Although the statute uses the term “minor”, this term has been interpreted to mean any person under the legal drinking age of 21 (See: Rogers v. Alvas 160 Cal.App.3d 997).   Therefore, if any bar, restaurant, night club, hotel, country club, lounge, concert venues, stadiums or any other establishment that has a liquor license issued by the State of California serves anyone under 21 who shows signs of intoxication at the time they are given a drink, they can be held responsible for a civil action for personal injury or wrongful death if that drunken individual later maims or kills another person.

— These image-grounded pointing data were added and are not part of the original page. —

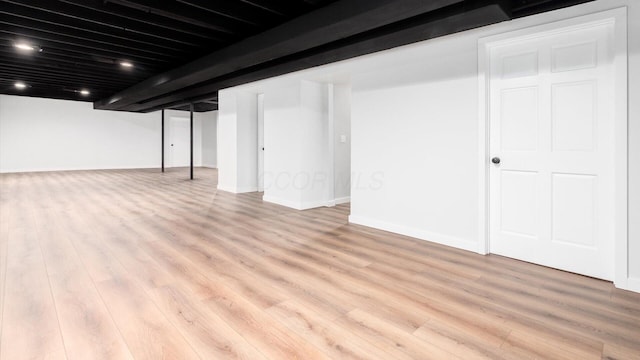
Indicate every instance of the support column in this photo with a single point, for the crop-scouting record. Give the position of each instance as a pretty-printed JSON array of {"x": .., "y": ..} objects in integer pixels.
[
  {"x": 191, "y": 140},
  {"x": 162, "y": 142}
]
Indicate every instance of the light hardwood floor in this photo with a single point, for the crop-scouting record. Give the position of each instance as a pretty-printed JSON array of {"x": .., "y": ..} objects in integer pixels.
[{"x": 136, "y": 264}]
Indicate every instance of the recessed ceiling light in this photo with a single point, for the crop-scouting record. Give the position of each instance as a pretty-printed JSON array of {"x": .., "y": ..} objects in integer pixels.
[{"x": 24, "y": 46}]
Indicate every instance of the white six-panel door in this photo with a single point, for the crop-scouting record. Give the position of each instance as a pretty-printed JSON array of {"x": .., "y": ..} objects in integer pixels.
[{"x": 552, "y": 127}]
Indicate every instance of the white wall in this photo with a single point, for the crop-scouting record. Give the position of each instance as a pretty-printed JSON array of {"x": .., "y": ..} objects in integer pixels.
[
  {"x": 39, "y": 134},
  {"x": 415, "y": 131},
  {"x": 227, "y": 141},
  {"x": 237, "y": 141},
  {"x": 342, "y": 150},
  {"x": 209, "y": 121},
  {"x": 197, "y": 135},
  {"x": 44, "y": 134},
  {"x": 298, "y": 141},
  {"x": 282, "y": 143},
  {"x": 416, "y": 127}
]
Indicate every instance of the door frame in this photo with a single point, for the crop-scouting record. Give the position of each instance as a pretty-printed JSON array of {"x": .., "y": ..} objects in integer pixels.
[
  {"x": 171, "y": 134},
  {"x": 618, "y": 18}
]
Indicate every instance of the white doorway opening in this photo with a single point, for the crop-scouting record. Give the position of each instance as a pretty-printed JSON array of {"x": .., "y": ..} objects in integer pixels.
[{"x": 179, "y": 142}]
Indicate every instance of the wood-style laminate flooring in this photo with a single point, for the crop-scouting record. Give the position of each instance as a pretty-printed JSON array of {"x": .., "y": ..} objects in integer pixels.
[{"x": 138, "y": 264}]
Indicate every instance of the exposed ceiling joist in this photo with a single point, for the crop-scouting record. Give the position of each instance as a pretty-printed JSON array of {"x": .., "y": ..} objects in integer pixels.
[
  {"x": 333, "y": 22},
  {"x": 143, "y": 55},
  {"x": 402, "y": 34}
]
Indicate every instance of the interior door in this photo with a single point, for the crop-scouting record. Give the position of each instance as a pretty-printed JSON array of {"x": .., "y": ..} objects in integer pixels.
[
  {"x": 551, "y": 144},
  {"x": 179, "y": 142}
]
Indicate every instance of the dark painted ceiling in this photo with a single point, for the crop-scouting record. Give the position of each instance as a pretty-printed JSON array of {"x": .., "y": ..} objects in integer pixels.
[{"x": 184, "y": 51}]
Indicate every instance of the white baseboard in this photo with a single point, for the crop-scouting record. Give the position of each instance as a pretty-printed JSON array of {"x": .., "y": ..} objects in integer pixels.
[
  {"x": 416, "y": 233},
  {"x": 236, "y": 190},
  {"x": 283, "y": 202},
  {"x": 342, "y": 200},
  {"x": 302, "y": 205},
  {"x": 8, "y": 171},
  {"x": 633, "y": 284}
]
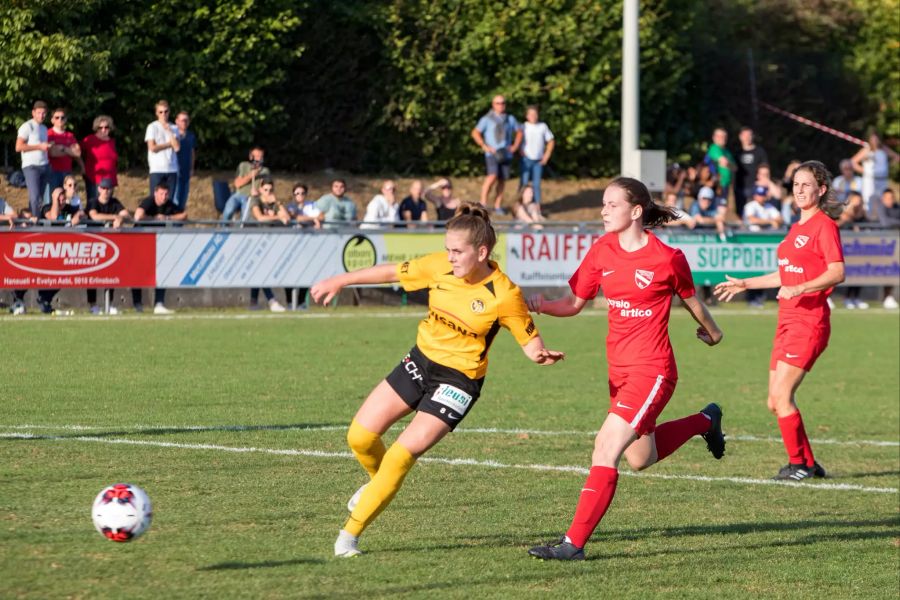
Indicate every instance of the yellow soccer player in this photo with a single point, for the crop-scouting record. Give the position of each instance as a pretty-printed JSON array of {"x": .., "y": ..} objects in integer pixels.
[{"x": 441, "y": 377}]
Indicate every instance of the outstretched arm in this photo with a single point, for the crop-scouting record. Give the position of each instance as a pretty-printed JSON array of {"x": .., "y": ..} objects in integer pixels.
[{"x": 327, "y": 289}]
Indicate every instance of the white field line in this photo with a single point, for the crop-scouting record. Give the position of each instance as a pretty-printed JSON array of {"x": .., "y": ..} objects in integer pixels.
[
  {"x": 450, "y": 461},
  {"x": 483, "y": 430}
]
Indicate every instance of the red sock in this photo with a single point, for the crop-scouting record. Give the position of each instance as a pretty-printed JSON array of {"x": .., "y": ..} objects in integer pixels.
[
  {"x": 596, "y": 495},
  {"x": 794, "y": 437},
  {"x": 672, "y": 435}
]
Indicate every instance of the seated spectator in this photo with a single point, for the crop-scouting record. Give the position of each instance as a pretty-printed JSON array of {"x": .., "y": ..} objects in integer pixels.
[
  {"x": 246, "y": 184},
  {"x": 336, "y": 207},
  {"x": 302, "y": 210},
  {"x": 60, "y": 210},
  {"x": 382, "y": 208},
  {"x": 413, "y": 207},
  {"x": 758, "y": 215},
  {"x": 709, "y": 211},
  {"x": 158, "y": 207},
  {"x": 440, "y": 193},
  {"x": 526, "y": 209}
]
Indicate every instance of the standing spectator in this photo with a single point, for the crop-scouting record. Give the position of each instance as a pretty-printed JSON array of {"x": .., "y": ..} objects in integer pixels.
[
  {"x": 336, "y": 206},
  {"x": 63, "y": 151},
  {"x": 721, "y": 159},
  {"x": 302, "y": 210},
  {"x": 32, "y": 142},
  {"x": 749, "y": 159},
  {"x": 246, "y": 183},
  {"x": 536, "y": 150},
  {"x": 444, "y": 201},
  {"x": 162, "y": 148},
  {"x": 413, "y": 207},
  {"x": 100, "y": 156},
  {"x": 158, "y": 207},
  {"x": 187, "y": 156},
  {"x": 382, "y": 208},
  {"x": 498, "y": 134}
]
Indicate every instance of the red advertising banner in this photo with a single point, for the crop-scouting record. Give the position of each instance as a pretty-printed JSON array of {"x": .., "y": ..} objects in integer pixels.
[{"x": 79, "y": 260}]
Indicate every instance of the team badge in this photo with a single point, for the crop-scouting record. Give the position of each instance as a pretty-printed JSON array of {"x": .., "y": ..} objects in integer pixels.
[{"x": 642, "y": 278}]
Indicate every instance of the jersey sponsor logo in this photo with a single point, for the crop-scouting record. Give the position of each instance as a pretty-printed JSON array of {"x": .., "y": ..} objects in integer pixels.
[
  {"x": 642, "y": 278},
  {"x": 453, "y": 398}
]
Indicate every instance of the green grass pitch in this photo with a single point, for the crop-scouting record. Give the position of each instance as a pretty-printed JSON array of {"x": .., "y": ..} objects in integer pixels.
[{"x": 235, "y": 427}]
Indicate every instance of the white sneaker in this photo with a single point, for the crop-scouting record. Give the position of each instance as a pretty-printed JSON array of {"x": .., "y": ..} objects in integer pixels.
[
  {"x": 354, "y": 499},
  {"x": 160, "y": 309},
  {"x": 346, "y": 545}
]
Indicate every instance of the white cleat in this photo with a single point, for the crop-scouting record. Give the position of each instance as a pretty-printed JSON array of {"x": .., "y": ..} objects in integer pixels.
[
  {"x": 346, "y": 545},
  {"x": 354, "y": 499}
]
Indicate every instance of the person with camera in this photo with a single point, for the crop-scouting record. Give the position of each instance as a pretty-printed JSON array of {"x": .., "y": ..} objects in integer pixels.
[
  {"x": 499, "y": 135},
  {"x": 246, "y": 183}
]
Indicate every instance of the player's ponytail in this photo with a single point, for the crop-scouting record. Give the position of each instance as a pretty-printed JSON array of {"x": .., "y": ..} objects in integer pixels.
[
  {"x": 828, "y": 202},
  {"x": 637, "y": 194},
  {"x": 476, "y": 221}
]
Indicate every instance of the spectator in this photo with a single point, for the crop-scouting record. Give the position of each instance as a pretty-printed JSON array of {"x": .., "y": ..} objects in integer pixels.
[
  {"x": 186, "y": 157},
  {"x": 536, "y": 150},
  {"x": 382, "y": 208},
  {"x": 158, "y": 207},
  {"x": 105, "y": 208},
  {"x": 64, "y": 149},
  {"x": 498, "y": 134},
  {"x": 719, "y": 158},
  {"x": 32, "y": 142},
  {"x": 246, "y": 183},
  {"x": 413, "y": 207},
  {"x": 758, "y": 215},
  {"x": 440, "y": 193},
  {"x": 336, "y": 207},
  {"x": 749, "y": 159},
  {"x": 162, "y": 149},
  {"x": 301, "y": 209},
  {"x": 709, "y": 211},
  {"x": 100, "y": 156}
]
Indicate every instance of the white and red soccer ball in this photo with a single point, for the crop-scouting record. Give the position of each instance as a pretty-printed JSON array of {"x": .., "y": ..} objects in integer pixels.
[{"x": 122, "y": 512}]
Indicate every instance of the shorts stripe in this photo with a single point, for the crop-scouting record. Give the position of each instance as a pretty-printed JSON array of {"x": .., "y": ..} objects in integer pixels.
[{"x": 647, "y": 402}]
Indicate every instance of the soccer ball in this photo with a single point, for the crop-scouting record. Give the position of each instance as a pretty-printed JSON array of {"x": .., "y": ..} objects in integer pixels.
[{"x": 122, "y": 512}]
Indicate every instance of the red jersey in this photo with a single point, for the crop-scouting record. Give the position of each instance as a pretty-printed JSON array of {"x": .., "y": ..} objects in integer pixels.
[
  {"x": 100, "y": 158},
  {"x": 638, "y": 287},
  {"x": 803, "y": 255},
  {"x": 62, "y": 163}
]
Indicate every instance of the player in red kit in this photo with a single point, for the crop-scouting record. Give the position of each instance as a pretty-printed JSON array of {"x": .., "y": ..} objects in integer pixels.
[
  {"x": 638, "y": 275},
  {"x": 810, "y": 264}
]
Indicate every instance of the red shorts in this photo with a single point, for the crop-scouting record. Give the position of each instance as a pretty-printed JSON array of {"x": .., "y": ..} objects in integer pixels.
[
  {"x": 639, "y": 399},
  {"x": 799, "y": 342}
]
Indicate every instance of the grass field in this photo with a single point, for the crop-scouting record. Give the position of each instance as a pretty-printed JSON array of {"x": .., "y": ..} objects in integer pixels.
[{"x": 235, "y": 427}]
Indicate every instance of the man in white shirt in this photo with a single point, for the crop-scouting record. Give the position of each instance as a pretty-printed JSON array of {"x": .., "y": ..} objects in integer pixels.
[
  {"x": 162, "y": 148},
  {"x": 31, "y": 141}
]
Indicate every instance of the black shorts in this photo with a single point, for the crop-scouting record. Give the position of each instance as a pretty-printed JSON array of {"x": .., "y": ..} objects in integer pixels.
[{"x": 429, "y": 387}]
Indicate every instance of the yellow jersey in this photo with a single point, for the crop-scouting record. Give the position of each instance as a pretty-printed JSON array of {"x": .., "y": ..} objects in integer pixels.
[{"x": 463, "y": 318}]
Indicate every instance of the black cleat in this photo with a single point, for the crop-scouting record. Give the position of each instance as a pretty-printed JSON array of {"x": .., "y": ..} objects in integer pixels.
[
  {"x": 715, "y": 439},
  {"x": 791, "y": 472},
  {"x": 561, "y": 550}
]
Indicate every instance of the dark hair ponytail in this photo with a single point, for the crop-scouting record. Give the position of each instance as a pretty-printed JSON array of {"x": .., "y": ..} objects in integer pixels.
[
  {"x": 637, "y": 194},
  {"x": 476, "y": 221}
]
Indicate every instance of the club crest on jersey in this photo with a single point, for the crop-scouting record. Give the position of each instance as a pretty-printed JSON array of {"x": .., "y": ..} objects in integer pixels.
[{"x": 642, "y": 278}]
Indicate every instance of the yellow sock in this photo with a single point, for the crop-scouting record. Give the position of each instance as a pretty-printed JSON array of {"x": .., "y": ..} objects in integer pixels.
[
  {"x": 367, "y": 447},
  {"x": 381, "y": 490}
]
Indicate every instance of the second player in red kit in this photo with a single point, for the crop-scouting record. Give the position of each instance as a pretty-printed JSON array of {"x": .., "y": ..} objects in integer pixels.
[{"x": 639, "y": 276}]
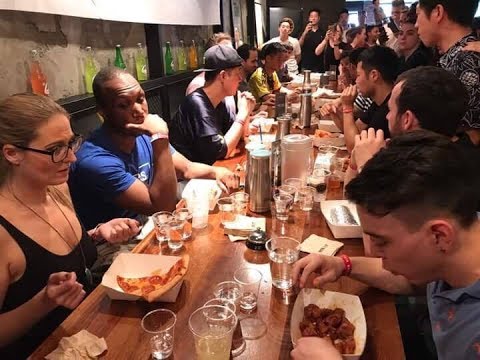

Whether the service of alcohol or a drunken minor results in a drunk driving car crash or a bar room brawl, it is critically important to consult with a California attorney familiar with these laws promptly following a resulting injury or death.  Early investigation and retention of experts to analyze the facts leading up to the incident can mean the difference between only being able to recover from the drinker or his auto insurance policy and being able to hold the bar or restaurant on the hook through their commercial insurance policy, which usually has a much higher policy limit.  Proving an individual was “under age” is not difficult but, proving they were “obviously intoxicated” at the time they were served is much more difficult.  Experts such as forensic toxicologists can analyze the blood alcohol content of the drunk driver in connection with the time of alcohol service to extrapolate findings that would show that intoxication was likely at a given point in time when they were given beer or liquor by the bartender.  Likewise, there are professional experts who can provide opinions on the signs of “obvious intoxication” and what the standard should be for a bartender to cut that person off.  Analysis like this requires cold hard facts that can only come from sources such as eyewitness accounts of how a person appeared and was acting at the time they were being served up.  This type of evidence must be locked down by taking depositions of the bar hop, waiters, waitresses, managers and other patrons and be interviewing other witnesses.  Likewise, subpoenas can be issued to require a turn over of criminal records such as toxicology reports related to any DUI arrests.  This type of detailed leg work can only be performed by a quality personal injury law firm with the resources and wherewithal to execute prompt and thorough discovery.